Désaffecté depuis 2007, l’ex Palais des sports, inscrit sur la liste nationale des Architectures contemporaines remarquables, cherche sa nouvelle vocation non sans que sa démolition pure et simple ait été envisagée. Fin 2011, le Conseil municipal de Saint-Etienne, présidé par Gaël Perdriau, acte l’intention de réhabiliter en totalité le Palais des spectacles.  « L’ambition retenue est de doter la ville d’un pôle audiovisuel. » Seraient ainsi associés plusieurs programmes. Le premier concerne la création d’espaces d’enseignement dévolus à l’École de la Comédie, l’une des six écoles nationales supérieures d’art dramatique de France, installée au sein de la Comédie de Saint-Etienne, centre dramatique national. Le second propose de répondre aux besoins d’extension des locaux de la SMAC stéphanoise, le Fil, et de son exploitant, la Limace.
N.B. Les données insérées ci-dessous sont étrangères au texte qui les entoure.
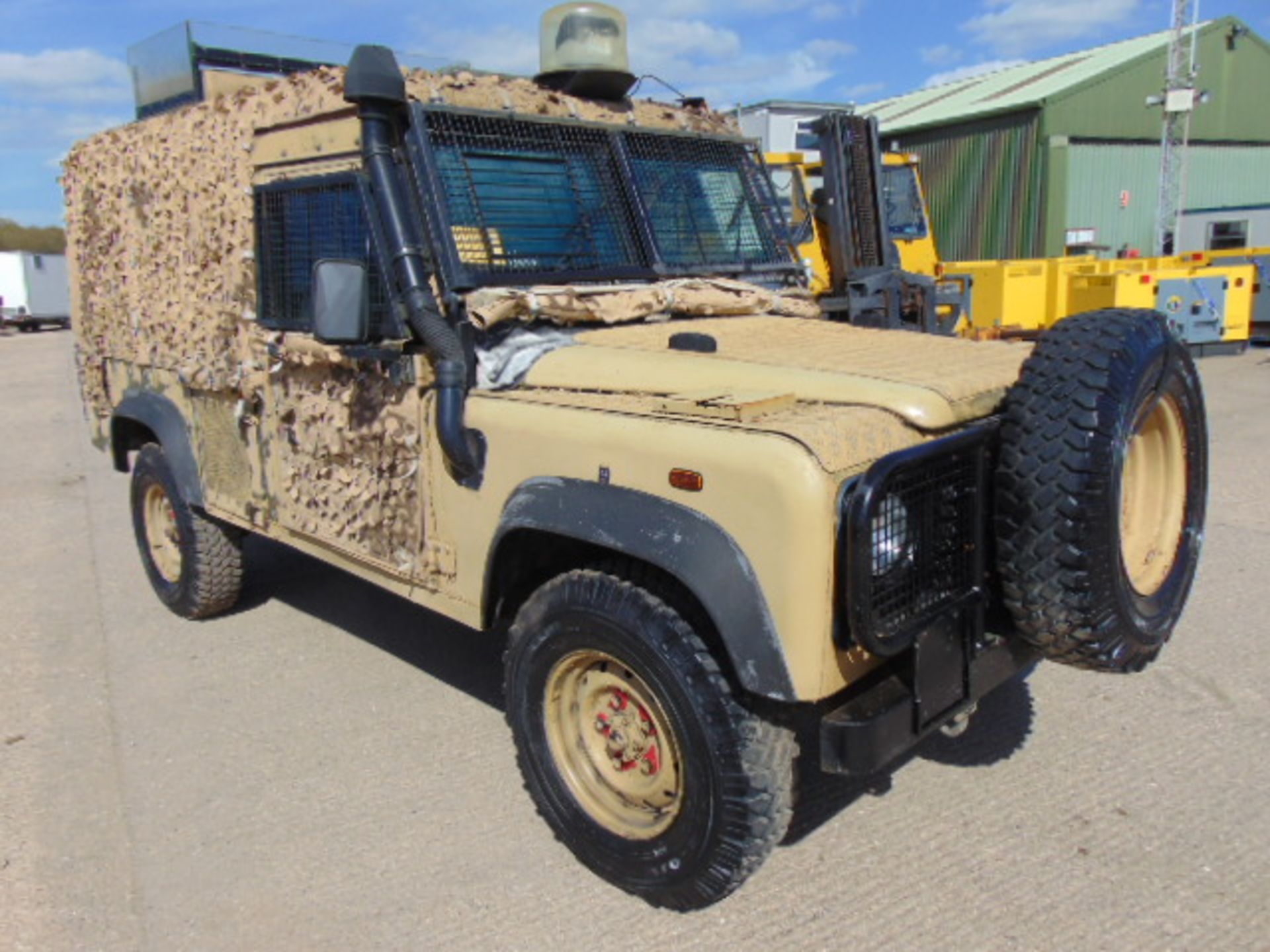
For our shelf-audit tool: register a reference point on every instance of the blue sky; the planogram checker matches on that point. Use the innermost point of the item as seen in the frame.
(63, 70)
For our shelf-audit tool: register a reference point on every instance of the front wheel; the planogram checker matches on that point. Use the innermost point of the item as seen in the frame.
(634, 748)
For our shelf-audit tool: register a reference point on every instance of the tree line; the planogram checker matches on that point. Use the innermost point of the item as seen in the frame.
(21, 238)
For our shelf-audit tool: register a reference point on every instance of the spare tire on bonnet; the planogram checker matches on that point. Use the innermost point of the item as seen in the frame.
(1100, 489)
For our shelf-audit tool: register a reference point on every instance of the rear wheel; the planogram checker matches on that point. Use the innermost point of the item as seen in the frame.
(194, 564)
(634, 748)
(1100, 489)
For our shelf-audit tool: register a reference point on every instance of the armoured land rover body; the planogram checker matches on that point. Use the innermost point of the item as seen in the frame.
(548, 366)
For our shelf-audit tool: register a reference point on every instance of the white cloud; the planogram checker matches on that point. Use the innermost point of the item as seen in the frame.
(502, 48)
(64, 77)
(861, 91)
(970, 71)
(661, 41)
(941, 55)
(1017, 27)
(693, 55)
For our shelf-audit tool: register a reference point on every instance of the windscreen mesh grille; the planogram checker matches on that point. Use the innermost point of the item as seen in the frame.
(529, 200)
(298, 225)
(706, 201)
(531, 196)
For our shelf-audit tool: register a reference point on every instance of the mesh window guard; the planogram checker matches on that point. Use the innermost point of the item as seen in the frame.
(706, 201)
(525, 201)
(299, 223)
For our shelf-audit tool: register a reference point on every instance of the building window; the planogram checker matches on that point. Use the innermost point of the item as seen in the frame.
(806, 140)
(1227, 234)
(299, 223)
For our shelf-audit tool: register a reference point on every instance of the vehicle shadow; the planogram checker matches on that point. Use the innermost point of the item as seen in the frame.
(997, 730)
(452, 653)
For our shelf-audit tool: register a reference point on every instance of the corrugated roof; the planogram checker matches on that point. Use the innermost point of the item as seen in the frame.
(1013, 88)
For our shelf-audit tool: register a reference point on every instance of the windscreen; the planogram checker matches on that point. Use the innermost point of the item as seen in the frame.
(904, 201)
(538, 201)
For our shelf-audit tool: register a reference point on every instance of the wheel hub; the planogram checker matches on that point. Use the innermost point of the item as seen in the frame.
(1154, 496)
(613, 744)
(163, 534)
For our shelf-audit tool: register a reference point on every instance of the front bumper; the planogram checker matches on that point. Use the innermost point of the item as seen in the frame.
(947, 673)
(926, 616)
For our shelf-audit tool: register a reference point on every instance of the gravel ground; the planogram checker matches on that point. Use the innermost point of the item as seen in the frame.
(328, 767)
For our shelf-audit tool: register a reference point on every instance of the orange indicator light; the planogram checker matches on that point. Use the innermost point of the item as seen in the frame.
(687, 480)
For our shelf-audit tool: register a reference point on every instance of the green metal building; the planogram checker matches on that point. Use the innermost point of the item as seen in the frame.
(1032, 159)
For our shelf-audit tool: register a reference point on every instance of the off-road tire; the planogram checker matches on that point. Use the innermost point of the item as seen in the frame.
(1089, 386)
(211, 554)
(737, 768)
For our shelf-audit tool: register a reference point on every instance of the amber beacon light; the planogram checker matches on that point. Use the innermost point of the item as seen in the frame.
(582, 51)
(689, 480)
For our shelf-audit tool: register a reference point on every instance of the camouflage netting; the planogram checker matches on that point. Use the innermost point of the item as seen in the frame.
(355, 436)
(160, 218)
(622, 303)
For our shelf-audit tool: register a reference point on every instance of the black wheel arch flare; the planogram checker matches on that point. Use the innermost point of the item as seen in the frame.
(675, 539)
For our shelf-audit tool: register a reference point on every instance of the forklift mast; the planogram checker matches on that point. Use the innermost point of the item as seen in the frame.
(868, 286)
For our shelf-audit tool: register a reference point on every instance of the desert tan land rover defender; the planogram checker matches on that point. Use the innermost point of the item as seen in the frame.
(548, 366)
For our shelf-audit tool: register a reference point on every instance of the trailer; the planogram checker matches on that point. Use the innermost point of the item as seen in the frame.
(34, 291)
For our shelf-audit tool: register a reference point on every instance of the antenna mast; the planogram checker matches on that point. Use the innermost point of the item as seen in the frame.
(1179, 102)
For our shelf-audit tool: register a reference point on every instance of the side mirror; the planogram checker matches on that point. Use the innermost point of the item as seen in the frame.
(342, 306)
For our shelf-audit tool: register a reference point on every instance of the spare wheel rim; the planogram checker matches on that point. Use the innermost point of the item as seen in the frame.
(1154, 496)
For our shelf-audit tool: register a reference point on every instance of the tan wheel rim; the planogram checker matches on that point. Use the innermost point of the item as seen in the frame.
(163, 536)
(1154, 498)
(613, 743)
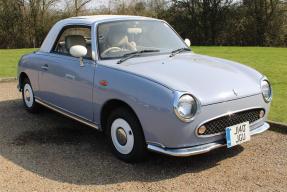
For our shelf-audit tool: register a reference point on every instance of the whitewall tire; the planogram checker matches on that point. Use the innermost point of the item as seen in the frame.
(28, 96)
(125, 135)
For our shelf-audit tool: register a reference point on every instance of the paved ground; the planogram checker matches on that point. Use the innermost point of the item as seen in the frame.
(48, 152)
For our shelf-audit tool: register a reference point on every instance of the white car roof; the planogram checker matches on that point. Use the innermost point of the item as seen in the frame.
(48, 43)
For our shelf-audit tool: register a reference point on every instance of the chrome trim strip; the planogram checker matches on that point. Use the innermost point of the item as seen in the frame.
(225, 114)
(66, 113)
(184, 152)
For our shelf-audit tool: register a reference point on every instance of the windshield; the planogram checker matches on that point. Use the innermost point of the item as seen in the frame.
(117, 39)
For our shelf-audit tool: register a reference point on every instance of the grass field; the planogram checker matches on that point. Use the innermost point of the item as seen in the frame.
(270, 61)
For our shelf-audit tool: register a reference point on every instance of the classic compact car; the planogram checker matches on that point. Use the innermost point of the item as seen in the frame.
(136, 80)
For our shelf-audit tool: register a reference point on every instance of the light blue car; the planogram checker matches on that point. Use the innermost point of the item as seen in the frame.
(135, 79)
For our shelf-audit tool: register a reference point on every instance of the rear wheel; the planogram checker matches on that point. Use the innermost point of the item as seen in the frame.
(125, 135)
(28, 97)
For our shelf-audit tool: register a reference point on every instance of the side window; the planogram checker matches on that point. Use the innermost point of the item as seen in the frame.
(76, 35)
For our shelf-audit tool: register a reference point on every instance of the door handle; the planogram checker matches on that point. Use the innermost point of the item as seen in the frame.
(45, 67)
(69, 76)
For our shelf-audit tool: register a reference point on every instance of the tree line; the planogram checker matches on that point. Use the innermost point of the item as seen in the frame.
(25, 23)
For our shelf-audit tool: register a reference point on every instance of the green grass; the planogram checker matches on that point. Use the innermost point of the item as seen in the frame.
(272, 62)
(9, 59)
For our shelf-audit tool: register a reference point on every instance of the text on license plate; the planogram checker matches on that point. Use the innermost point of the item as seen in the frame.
(237, 134)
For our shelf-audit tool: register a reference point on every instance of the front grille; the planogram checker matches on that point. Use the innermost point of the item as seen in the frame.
(219, 125)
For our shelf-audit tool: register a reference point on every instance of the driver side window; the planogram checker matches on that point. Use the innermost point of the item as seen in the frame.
(73, 35)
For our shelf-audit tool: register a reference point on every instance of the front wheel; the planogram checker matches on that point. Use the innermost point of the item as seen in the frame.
(126, 136)
(28, 97)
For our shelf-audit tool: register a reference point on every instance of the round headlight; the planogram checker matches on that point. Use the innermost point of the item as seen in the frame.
(266, 90)
(185, 107)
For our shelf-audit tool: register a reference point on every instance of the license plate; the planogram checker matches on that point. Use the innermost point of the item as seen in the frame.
(237, 134)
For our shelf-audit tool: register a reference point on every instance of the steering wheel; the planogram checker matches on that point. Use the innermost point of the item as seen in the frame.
(111, 49)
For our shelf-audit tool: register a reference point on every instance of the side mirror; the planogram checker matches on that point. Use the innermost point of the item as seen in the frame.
(79, 51)
(187, 42)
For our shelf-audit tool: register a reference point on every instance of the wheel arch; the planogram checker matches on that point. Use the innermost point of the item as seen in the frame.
(111, 105)
(22, 77)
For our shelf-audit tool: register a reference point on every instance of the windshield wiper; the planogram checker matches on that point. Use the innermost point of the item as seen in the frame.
(177, 51)
(136, 54)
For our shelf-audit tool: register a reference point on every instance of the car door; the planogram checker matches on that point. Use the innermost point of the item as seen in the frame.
(62, 81)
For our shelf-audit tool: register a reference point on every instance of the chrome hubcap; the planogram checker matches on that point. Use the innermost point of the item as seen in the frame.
(121, 136)
(27, 95)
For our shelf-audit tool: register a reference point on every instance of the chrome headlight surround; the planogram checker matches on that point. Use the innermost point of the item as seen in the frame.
(266, 90)
(185, 106)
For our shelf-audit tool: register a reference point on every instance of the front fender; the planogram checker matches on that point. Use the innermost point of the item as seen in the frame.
(152, 102)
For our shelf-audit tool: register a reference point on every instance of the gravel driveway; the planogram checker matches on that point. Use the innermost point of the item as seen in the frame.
(48, 152)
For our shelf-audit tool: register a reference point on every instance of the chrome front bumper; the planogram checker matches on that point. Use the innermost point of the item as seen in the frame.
(184, 152)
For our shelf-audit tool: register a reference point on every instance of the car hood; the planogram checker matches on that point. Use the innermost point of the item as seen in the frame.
(210, 80)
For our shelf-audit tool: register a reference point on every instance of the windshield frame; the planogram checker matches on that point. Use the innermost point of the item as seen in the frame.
(123, 20)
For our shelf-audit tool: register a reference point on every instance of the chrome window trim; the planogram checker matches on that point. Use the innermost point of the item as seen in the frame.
(225, 114)
(95, 31)
(67, 113)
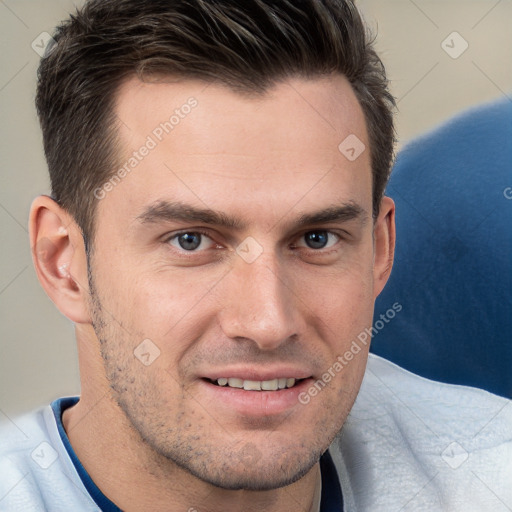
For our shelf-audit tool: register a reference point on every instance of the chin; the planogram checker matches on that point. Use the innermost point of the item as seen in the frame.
(245, 470)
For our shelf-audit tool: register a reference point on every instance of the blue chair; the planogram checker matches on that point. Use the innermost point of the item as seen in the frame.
(453, 264)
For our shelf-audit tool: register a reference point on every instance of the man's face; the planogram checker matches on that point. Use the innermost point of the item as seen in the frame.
(240, 244)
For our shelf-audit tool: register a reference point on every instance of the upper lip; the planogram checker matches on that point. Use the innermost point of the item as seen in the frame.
(258, 374)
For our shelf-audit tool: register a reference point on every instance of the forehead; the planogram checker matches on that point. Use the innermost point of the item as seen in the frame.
(207, 145)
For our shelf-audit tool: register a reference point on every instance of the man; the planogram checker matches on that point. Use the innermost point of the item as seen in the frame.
(218, 233)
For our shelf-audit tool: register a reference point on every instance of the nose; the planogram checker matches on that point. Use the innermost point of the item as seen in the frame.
(260, 304)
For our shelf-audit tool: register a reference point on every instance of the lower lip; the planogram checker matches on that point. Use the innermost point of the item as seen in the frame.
(254, 403)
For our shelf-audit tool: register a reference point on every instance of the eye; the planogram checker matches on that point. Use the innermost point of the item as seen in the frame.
(191, 241)
(320, 239)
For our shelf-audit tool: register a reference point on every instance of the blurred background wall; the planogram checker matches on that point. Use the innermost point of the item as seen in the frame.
(442, 56)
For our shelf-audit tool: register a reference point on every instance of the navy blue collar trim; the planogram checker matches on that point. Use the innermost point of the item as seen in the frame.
(58, 407)
(332, 500)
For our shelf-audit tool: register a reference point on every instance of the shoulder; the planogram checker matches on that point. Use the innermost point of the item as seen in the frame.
(36, 473)
(414, 444)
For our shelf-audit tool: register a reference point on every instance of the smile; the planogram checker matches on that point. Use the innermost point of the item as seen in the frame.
(256, 385)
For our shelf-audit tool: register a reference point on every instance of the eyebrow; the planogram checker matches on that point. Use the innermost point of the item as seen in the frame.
(165, 211)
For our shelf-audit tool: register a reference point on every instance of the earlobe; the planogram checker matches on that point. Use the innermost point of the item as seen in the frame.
(384, 244)
(59, 258)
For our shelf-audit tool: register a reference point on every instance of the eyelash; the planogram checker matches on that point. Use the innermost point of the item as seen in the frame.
(201, 232)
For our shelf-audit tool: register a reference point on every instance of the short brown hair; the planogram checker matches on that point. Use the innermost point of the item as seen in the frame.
(247, 45)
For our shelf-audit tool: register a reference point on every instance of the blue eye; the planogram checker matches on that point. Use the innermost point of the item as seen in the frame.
(319, 239)
(190, 241)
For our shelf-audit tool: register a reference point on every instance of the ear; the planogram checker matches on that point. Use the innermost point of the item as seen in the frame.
(58, 253)
(384, 235)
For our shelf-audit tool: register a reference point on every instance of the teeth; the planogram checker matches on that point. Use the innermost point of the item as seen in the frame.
(270, 385)
(257, 385)
(235, 383)
(252, 385)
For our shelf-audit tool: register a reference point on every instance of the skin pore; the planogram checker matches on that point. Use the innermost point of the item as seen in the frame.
(241, 244)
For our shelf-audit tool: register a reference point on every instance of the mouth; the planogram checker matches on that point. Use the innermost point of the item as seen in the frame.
(241, 397)
(256, 385)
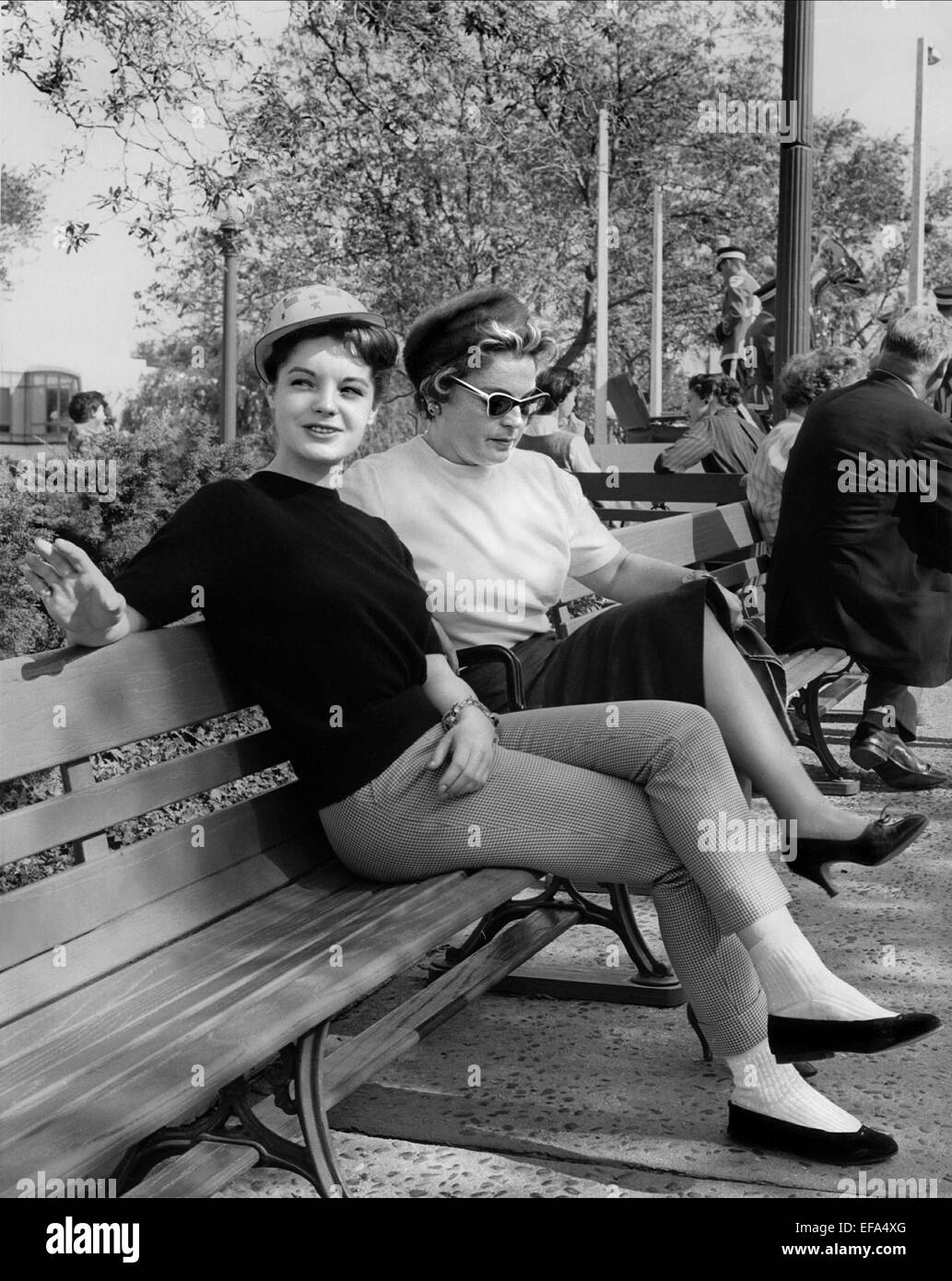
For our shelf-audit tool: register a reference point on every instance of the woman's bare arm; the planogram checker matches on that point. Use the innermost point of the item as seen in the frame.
(77, 594)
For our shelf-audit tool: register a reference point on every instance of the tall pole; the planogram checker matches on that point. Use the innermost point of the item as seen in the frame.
(227, 388)
(601, 298)
(916, 246)
(656, 281)
(793, 253)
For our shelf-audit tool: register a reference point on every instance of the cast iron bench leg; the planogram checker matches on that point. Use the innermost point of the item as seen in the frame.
(218, 1125)
(312, 1116)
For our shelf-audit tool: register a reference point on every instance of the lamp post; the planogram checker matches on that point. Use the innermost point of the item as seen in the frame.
(916, 247)
(229, 233)
(796, 189)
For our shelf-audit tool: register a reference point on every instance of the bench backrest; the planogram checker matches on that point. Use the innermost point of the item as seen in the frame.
(63, 707)
(725, 541)
(613, 486)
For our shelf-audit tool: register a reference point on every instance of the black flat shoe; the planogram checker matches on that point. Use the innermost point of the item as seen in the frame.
(863, 1148)
(876, 846)
(806, 1070)
(823, 1038)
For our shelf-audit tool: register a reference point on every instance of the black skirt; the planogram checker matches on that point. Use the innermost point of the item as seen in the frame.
(650, 650)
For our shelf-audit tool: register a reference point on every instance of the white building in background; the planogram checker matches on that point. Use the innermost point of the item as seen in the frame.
(33, 405)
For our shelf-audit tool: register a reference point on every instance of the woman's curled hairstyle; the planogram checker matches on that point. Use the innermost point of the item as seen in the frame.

Le troisième, le cœur sensible du projet d’évolution, concerne la conception d’un lieu adapté aux besoins des tournages cinématographiques « Art et essai » et des séries télévisuelles se déroulant dans une région que l’on estime également riche en décors naturels urbains, industriels ou paysagers… La société Angénieux, spécialisée dans les optiques, serait associée au projet.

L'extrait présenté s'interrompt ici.